In the traditional Roman calendar this Sunday is called Sexagesima, Latin for the “Sixtieth” day before Easter. These three purple-draped Sundays of pre-Lent encourage us to prepare for the discipline to come. In the Novus Ordo of Paul VI there is no more pre-Lent, a real loss. The Roman Station is the Major Basilica of St Paul “Outside the Walls”.
Collect: “Deus, qui conspicis, quia ex nulla nostra actione confidimus: concede propitius; ut, contra adversa omnia, Doctoris gentium protectione muniamur.”
Literal translation: “O God, You who perceive that we confide in no action of our own, propitiously grant: that we may be fortified against every adverse thing by the protection of the Doctor of the Gentiles.”
This ancient prayer explicitly refers to St Paul, the Doctor of the Gentiles. Few orations display such an intimate connection with where the day’s Mass was celebrated in Rome. The Epistle from Mass is from 2 Corinthians 11 and 12. Paul presents a portrait of how we must live, the challenge we face as Christians. The sufferings and the “thorn” God gave Paul in his flesh helped him to humility, self-emptying, reliance on His Lord. Here is a dose of reality about who we are and who we are not.

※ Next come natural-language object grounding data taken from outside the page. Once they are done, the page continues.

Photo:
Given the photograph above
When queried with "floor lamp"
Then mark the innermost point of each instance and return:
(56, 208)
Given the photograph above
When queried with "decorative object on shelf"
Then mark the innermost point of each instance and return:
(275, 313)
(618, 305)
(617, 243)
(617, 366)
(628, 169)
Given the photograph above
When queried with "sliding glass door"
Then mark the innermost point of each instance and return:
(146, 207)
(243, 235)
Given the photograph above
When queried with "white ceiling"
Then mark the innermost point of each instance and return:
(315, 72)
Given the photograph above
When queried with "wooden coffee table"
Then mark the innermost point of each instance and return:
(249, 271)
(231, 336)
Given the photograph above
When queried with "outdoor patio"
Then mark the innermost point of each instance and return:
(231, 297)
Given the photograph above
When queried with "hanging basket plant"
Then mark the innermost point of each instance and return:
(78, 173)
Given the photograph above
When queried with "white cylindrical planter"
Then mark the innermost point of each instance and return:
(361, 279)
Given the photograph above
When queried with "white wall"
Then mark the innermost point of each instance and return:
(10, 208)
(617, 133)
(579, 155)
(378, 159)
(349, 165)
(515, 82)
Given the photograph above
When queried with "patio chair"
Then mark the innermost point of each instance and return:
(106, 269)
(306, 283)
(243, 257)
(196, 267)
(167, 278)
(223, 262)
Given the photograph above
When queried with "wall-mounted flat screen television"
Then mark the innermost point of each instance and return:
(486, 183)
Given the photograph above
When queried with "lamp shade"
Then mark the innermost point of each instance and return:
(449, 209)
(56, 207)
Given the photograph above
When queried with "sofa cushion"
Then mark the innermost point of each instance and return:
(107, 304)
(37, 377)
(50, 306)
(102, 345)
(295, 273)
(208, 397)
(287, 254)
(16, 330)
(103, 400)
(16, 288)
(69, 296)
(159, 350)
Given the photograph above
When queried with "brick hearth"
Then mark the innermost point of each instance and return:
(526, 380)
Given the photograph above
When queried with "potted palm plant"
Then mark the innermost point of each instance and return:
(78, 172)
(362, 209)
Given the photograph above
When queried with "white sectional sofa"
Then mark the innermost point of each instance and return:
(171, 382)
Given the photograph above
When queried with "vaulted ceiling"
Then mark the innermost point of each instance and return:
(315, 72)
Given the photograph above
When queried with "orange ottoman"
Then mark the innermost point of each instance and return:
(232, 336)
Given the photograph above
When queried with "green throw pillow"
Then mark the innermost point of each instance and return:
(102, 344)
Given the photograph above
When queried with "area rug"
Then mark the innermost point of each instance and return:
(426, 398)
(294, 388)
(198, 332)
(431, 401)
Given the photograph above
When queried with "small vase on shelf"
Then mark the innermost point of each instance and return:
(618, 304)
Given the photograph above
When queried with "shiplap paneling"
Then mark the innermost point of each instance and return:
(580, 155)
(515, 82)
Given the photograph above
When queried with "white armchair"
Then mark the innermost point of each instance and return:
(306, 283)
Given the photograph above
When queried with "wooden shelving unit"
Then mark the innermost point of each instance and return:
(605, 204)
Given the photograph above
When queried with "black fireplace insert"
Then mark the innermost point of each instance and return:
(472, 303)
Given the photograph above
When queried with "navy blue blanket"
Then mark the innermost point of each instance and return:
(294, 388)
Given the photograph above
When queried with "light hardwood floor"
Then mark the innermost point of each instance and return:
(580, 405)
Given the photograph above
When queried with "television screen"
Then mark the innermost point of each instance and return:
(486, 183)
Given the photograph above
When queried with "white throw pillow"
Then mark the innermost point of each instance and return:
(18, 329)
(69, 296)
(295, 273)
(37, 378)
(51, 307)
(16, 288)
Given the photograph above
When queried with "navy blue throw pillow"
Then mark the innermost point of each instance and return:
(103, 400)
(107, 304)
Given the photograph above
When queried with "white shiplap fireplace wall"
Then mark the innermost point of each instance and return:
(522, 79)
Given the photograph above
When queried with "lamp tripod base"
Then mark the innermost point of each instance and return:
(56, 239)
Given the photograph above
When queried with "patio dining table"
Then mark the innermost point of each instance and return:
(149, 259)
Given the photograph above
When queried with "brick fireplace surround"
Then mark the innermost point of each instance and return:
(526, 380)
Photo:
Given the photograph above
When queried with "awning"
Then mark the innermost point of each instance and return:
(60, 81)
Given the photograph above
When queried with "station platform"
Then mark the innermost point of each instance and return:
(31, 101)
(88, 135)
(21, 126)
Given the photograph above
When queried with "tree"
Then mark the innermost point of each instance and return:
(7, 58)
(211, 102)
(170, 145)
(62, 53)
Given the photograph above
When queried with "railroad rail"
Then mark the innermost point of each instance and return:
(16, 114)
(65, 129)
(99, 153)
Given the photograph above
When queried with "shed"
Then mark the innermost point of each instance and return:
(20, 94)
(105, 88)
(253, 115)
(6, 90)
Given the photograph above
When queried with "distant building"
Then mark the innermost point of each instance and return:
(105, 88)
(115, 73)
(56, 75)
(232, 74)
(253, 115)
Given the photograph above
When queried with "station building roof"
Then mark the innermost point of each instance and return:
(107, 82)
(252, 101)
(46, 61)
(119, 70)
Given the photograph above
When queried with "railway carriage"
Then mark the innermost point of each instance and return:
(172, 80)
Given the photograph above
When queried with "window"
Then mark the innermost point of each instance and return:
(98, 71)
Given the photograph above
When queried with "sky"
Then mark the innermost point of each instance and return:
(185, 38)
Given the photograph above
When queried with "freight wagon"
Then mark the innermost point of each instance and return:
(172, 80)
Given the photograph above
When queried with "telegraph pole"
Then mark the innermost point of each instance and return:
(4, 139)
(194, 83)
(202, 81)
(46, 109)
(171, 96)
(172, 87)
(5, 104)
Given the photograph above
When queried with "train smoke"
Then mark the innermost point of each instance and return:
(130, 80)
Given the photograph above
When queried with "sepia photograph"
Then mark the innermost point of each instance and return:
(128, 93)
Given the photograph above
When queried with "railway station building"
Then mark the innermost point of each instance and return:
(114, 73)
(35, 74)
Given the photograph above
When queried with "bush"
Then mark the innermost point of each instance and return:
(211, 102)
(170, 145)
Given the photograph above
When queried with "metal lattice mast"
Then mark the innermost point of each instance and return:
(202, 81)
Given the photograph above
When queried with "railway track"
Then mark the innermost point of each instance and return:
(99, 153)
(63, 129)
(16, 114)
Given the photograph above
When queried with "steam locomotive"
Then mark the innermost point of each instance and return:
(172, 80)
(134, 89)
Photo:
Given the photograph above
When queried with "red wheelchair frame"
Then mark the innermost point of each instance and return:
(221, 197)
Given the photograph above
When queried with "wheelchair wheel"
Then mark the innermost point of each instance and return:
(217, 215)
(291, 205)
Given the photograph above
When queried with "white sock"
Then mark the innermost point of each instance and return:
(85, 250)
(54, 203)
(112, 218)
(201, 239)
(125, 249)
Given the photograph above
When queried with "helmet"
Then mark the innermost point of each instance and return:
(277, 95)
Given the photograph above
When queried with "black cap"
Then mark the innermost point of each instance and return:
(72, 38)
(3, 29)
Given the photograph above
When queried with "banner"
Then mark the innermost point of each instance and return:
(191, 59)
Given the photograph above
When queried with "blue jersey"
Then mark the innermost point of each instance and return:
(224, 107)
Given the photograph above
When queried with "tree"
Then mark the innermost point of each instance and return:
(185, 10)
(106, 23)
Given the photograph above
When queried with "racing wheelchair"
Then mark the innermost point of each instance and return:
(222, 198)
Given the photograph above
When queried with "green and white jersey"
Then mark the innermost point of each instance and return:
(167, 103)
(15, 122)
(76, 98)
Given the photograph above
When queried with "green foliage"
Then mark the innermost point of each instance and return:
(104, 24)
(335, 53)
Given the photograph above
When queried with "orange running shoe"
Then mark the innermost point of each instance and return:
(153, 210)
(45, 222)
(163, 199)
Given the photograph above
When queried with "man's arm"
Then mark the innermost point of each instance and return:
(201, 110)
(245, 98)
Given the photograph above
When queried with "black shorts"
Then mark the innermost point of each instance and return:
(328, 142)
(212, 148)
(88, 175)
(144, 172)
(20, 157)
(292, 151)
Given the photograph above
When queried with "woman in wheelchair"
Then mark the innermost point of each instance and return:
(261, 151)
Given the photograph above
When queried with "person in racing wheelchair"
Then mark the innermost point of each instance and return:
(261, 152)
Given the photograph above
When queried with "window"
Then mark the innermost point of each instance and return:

Sunday’s Gospel is Christ’s parable about the sower of seeds. Again, we have a reality check. Some seeds make it. Many do not. It is our own disposition that makes the difference, not the seed that the Sower sows in us. “Quidquid recipitur ad modum recipientis recipitur … Whatever is received is received according to the mode of receiver.” The Host we dare to receive at Mass is the seed which Christ the High Priest endeavours to sow in us. St Paul teaches us in stern terms about the reception of the Eucharist by the worthy and the unworthy. We are in control of our disposition to receive what God offers.
But wait. What did we pray in our Collect? We put no trust in anything we do. Paul recounted the highlights of his journeys, but in the end he is left with humility and complete reliance on God. St Thérèse of Lisieux puts it this way: “When comes the evening of life, I shall stand before Thee with empty hands, because I do not ask Thee, my God, to take account of my works. All our works of justice are blemished in Thine Eyes.”